What’s your vision? Most organizations have a mission statement; the groups we work with in China generally write broad, vague, uninspiring statements in order to meet requirements for registration. These don’t give a sense of their vision to create social change.

By “vision statement”, different groups mean different things. We mean a one-sentence picture of the change your organization will create in the world in 20 or 30 years. This statement goes in the box all the way on the right in the logic model we use in strategic planning. It’s the first piece to create in this approach to strategic planning, and an important way to unify and focus everyone in the organization on a shared goal. Once the vision statement is set, it’s easier to break it down into medium-term goals and immediate actions.
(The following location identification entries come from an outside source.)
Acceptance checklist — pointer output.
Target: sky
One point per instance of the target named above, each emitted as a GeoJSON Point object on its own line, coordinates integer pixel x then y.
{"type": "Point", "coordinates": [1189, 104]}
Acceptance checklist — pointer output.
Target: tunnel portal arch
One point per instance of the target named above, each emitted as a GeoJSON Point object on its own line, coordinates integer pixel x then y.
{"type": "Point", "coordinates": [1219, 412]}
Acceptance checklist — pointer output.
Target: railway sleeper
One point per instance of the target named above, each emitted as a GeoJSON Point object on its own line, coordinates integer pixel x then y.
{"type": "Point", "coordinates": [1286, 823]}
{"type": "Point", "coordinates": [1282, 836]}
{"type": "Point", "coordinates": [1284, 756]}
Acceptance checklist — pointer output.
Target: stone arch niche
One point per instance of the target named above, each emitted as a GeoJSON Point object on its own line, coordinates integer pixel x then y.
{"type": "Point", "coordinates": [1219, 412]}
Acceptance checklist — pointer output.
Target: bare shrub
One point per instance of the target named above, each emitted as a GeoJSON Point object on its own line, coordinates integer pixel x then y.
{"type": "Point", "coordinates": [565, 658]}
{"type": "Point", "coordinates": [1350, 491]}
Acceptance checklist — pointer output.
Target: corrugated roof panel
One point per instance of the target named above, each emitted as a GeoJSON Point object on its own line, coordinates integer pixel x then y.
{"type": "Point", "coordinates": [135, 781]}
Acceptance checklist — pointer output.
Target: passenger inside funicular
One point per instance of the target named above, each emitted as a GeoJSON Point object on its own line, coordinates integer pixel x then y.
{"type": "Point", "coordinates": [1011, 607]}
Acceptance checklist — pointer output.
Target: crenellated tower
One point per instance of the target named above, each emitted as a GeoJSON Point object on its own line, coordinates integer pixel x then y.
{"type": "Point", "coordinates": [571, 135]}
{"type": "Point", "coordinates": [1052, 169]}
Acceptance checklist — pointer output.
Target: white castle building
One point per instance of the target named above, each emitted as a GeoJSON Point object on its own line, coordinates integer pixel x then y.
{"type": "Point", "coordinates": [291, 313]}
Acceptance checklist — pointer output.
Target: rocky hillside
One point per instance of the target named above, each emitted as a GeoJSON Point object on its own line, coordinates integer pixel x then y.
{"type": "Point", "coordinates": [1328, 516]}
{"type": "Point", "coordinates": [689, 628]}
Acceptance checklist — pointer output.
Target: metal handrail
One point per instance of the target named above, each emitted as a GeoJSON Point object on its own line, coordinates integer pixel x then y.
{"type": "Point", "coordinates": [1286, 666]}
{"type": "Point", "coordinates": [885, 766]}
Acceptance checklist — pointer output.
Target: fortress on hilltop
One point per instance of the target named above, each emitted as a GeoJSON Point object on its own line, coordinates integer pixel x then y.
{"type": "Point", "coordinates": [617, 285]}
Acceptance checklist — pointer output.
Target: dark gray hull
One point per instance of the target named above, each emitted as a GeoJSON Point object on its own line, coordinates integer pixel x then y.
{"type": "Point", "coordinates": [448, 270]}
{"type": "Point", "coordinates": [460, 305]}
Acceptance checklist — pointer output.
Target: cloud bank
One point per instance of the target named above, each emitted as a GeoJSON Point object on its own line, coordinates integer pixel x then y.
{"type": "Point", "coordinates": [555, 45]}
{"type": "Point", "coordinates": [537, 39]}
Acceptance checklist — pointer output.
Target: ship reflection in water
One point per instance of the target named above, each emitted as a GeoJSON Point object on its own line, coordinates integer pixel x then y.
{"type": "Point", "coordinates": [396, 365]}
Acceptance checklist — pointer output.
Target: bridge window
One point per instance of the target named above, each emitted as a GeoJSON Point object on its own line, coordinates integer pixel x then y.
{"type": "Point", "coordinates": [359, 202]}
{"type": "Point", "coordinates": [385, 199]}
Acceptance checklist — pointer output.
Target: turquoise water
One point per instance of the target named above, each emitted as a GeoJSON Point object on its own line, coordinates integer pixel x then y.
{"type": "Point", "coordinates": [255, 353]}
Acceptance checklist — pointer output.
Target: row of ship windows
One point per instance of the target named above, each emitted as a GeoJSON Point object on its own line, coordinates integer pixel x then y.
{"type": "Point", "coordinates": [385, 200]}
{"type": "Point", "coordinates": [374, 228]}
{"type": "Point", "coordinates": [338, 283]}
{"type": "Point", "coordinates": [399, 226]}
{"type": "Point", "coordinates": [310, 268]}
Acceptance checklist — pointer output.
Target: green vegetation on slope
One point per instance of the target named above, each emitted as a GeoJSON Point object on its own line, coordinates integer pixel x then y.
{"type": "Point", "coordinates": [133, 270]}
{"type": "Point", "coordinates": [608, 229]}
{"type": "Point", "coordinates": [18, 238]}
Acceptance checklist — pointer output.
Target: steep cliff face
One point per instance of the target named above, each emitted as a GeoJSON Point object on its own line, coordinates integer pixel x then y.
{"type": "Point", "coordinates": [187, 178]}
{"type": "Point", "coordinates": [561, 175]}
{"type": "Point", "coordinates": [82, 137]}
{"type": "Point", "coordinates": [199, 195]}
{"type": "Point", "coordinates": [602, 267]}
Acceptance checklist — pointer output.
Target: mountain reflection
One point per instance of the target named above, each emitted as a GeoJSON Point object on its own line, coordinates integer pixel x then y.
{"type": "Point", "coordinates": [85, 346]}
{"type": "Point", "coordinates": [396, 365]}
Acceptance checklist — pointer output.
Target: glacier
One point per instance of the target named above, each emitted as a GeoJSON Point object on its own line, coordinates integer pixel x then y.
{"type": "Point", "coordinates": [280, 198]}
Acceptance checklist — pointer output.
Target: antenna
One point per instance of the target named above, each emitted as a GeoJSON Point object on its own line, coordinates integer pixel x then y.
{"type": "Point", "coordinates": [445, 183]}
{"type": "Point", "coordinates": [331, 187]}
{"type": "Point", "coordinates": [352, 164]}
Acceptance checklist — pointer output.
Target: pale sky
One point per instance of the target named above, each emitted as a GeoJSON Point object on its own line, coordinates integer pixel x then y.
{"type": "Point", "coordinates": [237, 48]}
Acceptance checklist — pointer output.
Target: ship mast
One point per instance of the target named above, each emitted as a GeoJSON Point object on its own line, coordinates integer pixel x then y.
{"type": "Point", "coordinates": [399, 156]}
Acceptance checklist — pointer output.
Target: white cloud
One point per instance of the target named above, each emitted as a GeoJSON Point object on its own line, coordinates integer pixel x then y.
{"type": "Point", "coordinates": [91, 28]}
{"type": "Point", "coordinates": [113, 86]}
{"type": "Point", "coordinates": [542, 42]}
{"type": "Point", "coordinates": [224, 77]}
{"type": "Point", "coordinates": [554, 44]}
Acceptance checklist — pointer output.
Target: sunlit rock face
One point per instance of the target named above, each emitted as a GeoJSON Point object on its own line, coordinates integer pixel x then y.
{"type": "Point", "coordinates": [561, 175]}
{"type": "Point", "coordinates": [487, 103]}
A vision statement has three parts:

1. The group your work hopes to affect. Examples: “women with HIV/AIDS,” “Tibetan snow leopards,” or “NGOs working on homelessness.” By specifying your target group, you are also making it clear that there are certain groups you will not target – because your organization can’t serve everyone.

2. The geographic location where your work is focused. Examples: “Bangkok,” “Yunnan Province,” or “Southeast Asia.” This is important, because it determines the scope of your activities.

3. The major change this group will experience as a result of your organization’s work. Examples: “know and can advocate for their legal rights,” or “significantly increase their English literacy.” It is okay if this goal is a bit abstract, as the strategic plan will require you to break it down into smaller steps later on. It should be ambitious and inspiring, and there should be a clear group consensus around the statement.

We have a fun exercise to get everyone in agreement about the vision statement, adapted from CIVICUS.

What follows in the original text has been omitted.